Spruce Harbor, Maine, 2011
For the past few weeks in Molly’s American History class they’ve been studying the Wabanaki Indians, a confederacy of five Algonquian-speaking tribes, including the Penobscot, that live near the North Atlantic coast. Maine, Mr. Reed tells them, is the only state in the nation that requires schools to teach Native American culture and history. They’ve read Native narratives and contrasting contemporaneous viewpoints and taken a field trip to The Abbe, the Indian museum in Bar Harbor, and now they have to do a research report on the subject worth a third of their final grade.
For this assignment they’re supposed to focus on a concept called “portaging.” In the old days the Wabanakis had to carry their canoes and everything else they possessed across land from one water body to the next, so they had to think carefully about what to keep and what to discard. They learned to travel light. Mr. Reed tells students they have to interview someone—a mother or father or grandparent—about their own portages, the moments in their lives when they’ve had to take a journey, literal or metaphorical.
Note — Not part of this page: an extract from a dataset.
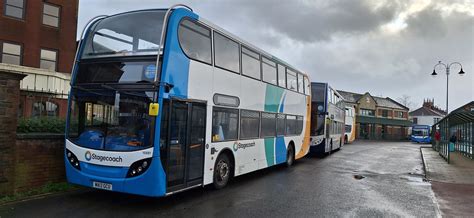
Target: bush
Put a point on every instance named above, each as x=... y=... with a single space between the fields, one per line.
x=41 y=125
They’ll use tape recorders and conduct what he calls “oral histories,” asking the person questions, transcribing the answers, and putting it together in chronological order as a narrative. The questions on the assignment sheet are: What did you choose to bring with you to the next place? What did you leave behind? What insights did you gain about what’s important?
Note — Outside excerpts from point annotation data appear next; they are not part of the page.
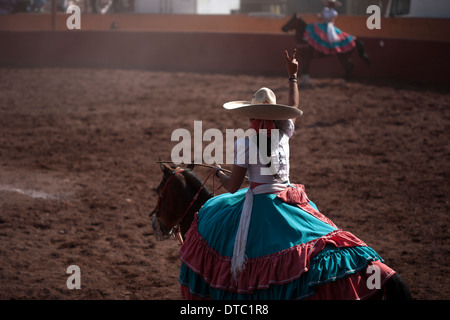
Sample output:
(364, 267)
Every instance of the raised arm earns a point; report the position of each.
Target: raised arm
(292, 69)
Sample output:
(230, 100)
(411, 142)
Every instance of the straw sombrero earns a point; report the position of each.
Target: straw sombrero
(263, 106)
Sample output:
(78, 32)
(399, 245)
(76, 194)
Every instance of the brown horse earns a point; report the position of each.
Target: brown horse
(182, 194)
(307, 52)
Molly’s kind of into the idea of the project, but she doesn’t want to interview Ralph or—God forbid—Dina.
Jack? Too young.
Terry? She’d never agree to it.
The social worker, Lori? Ick, no.
So that leaves Vivian. Molly has gleaned some things about her—that she’s adopted, that she grew up in the Midwest and inherited the family business from her well-off parents, that she and her husband expanded it and eventually sold it for the kind of profit that allowed them to retire to a mansion in Maine. Most of all, that she’s really, really old. Maybe it’ll be a stretch to find drama in Vivian’s portage—a happy, stable life does not an interesting story make, right? But even the rich have their problems, or so Molly’s heard. It will be her task to extract them. If, that is, she can convince Vivian to talk to her.
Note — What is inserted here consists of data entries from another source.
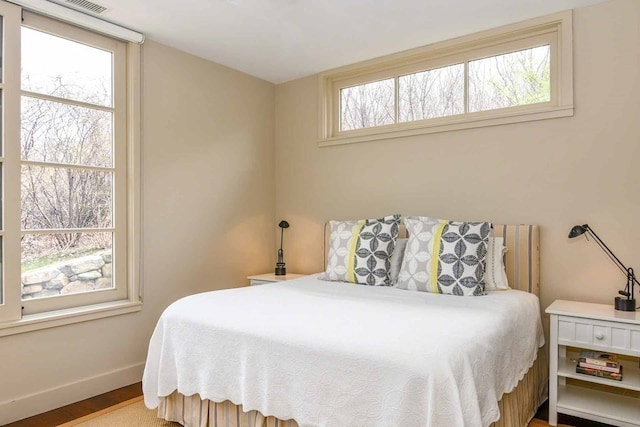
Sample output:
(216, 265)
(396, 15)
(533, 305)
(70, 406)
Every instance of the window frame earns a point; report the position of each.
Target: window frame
(16, 315)
(553, 30)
MOLLY’S OWN CHILDHOOD MEMORIES ARE SCANT AND PARTIAL. SHE remembers that the TV in the living room seemed to be on all the time and that the trailer smelled of cigarette smoke and the cat’s litterbox and mildew. She remembers her mother lying on the couch chain-smoking with the shades drawn before she left for her job at the Mini-Mart. She remembers foraging for food—cold hot dogs and toast—when her mother wasn’t home, and sometimes when she was. She remembers the giant puddle of melting snow just outside the door of the trailer, so large that she had to jump across it from the top step to get to dry ground.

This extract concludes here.